Gilman’s Kai Locksley is a remarkable athlete and is starting to pile up the Division I offers. Mandatory Credit: Kenneth K. Lam/Baltimore Sun
With your father being a collegiate football coach, you would think that football would be in your bloodlines. That is definitely for the case for Gilman junior quarterback Kai Locksley.
The son of Maryland offensive coordinator Mike Locksley is beginning his first year as the starting signal caller for Gilman. Locksley may not play quarterback at the next level but after watching Friday’s game between Gilman and Good Counsel, the case can be made that he could.
At first glance of the younger Locksley, you notice that he has tremendous size (6’4/200 lb.). The first thing that comes to mind is that he will be able to survey the field without much difficulty. Smaller quarterbacks obviously have been successful in the NFL but they are few and far between.
Locksley is a dual-threat quarterback so you know that he has the ability to take off at a moment’s notice. But his speed is truly remarkable. In the first quarter of Friday’s game against Good Counsel, Locksley ran a read option type of play and immediately took off and cut up-field for an 18-yard gain.
When running with the football, he makes it look effortless and also isn’t afraid to be tackled to the ground. On the very next play, he ran the ball again and showed great vision as he found holes throughout the Falcon defense. With 5:35 remaining in the first quarter and Gilam facing a third-and-goal, Locksley stepped back into the shotgun and faked the hand-off to Jelani Roberts and knifed his way into the end zone with a nice use of his shoulder at the goal line.
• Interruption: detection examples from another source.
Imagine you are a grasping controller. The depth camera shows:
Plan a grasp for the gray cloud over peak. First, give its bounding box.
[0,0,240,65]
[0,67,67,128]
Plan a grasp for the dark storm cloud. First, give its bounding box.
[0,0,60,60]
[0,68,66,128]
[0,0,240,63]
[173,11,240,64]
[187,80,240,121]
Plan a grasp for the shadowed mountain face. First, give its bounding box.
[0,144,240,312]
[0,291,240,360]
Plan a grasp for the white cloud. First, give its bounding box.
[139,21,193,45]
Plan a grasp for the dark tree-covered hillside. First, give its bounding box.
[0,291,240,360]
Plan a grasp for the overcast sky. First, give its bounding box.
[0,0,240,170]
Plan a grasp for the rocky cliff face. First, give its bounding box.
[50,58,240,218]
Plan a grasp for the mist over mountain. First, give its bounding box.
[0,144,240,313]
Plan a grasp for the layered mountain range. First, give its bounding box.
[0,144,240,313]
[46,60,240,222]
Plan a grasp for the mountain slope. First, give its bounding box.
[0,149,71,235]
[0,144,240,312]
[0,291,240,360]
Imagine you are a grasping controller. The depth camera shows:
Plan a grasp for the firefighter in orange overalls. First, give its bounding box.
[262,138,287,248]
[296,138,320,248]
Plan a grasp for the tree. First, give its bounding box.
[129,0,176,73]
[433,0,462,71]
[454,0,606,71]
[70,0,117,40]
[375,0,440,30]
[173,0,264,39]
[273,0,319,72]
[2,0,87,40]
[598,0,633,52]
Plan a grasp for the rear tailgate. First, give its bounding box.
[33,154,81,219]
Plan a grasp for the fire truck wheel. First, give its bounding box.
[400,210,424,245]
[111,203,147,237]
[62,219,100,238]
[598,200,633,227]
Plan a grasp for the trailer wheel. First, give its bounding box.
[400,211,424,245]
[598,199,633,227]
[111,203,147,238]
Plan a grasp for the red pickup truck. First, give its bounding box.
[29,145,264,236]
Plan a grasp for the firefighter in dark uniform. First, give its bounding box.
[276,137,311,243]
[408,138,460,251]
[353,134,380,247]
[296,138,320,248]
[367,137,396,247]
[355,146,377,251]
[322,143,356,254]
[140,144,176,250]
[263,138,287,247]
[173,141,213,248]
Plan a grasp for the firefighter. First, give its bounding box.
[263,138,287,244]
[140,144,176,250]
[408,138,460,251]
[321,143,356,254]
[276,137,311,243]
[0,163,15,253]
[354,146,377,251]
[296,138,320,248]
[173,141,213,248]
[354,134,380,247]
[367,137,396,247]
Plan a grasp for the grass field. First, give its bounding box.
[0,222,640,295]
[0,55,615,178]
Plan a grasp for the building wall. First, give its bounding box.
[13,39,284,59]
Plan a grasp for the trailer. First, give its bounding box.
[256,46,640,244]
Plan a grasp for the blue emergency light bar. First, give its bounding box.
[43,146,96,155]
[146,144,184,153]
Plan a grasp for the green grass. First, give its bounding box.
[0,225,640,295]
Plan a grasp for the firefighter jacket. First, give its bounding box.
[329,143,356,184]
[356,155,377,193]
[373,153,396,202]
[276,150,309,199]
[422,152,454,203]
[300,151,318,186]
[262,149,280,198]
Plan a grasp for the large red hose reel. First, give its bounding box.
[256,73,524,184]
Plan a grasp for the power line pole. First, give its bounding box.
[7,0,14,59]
Even with facing the blitz, Locksley remains calm and can scurry his way out of any situation. With 5:56 remaining in the third quarter and facing a 2nd-and-nine, Locksley was being rushed by two Good Counsel defenders and was able to run out of trouble with some nifty moves for a 15-yard gain.
While being quick as most dual-threat quarterbacks are, Locksley also is very strong. On runs to the outside, Locksley frequently uses the stiff arm to gain a few extra yards. He can also plow over defenders in the open field due to his huge frame.
While Locksley can really work his magic while running, he can also be very lethal through the air. When given time in the pocket, Locksley can throw a very catchable ball. He can also throw the deep ball pretty well. With 47 seconds remaining in the first half, Locksley had a receiver wide open but the receiver dropped the ball. That would’ve given Gilman the football inside the 10-yard line.
When he has time to throw, Locksley can toss the pigskin with great precision. For example, with 4:51 remaining in the third quarter and Gilam facing a 3rd-and-eight near midfield, Locksley hung tight in the pocket and found wide receiver Robert Branch for the first down conversion which was good for 20 yards. In doing so, Locksley hit the ball into a tight spot as Branch was surrounded by three Falcon defenders. One of his best attributes is his ability to put the ball in great spots. On several ocassions on Friday evening, Locksley only threw the ball where his receiver could catch it. He wasn’t at risk for many turnovers, which is great to see in a young signal caller.
Overall, I was incredibly impressed with the performance of Locksley throughout the game. Considering this was his first start at quarterback, the Gilman quarterback showed tremendous poise and definitely wasn’t afraid of the big moments. When he was in trouble, he used his legs to get out of those difficult situations. Locksley read the blitz well and seemed to have a grasp of the offense.
Locksley also had a much better arm than I realized. The younger Locksley can sling it downfield with absolute precision on a moment’s notice. If it weren’t for a few key drops by Gilman wide receivers, Locksley’s numbers could have been even stronger and Gilman may have won by a larger margin.
With offers from Florida State, Michigan State, and Maryland, Locksley is clearly being highly recruited to play football at the next level. As I said earlier, he may not play quarterback in college but definitely has the athletic ability to. Locksley played wide receiver earlier in his high school career, so I would think that would be his position if he doesn’t play quarterback. Obviously, I don’t expect him to just commit to the Terps because he is Mike Locksley’s son. However, I do think that with Maryland’s recent recruiting surge, they do have a decent chance to land him when he’s ready to commit.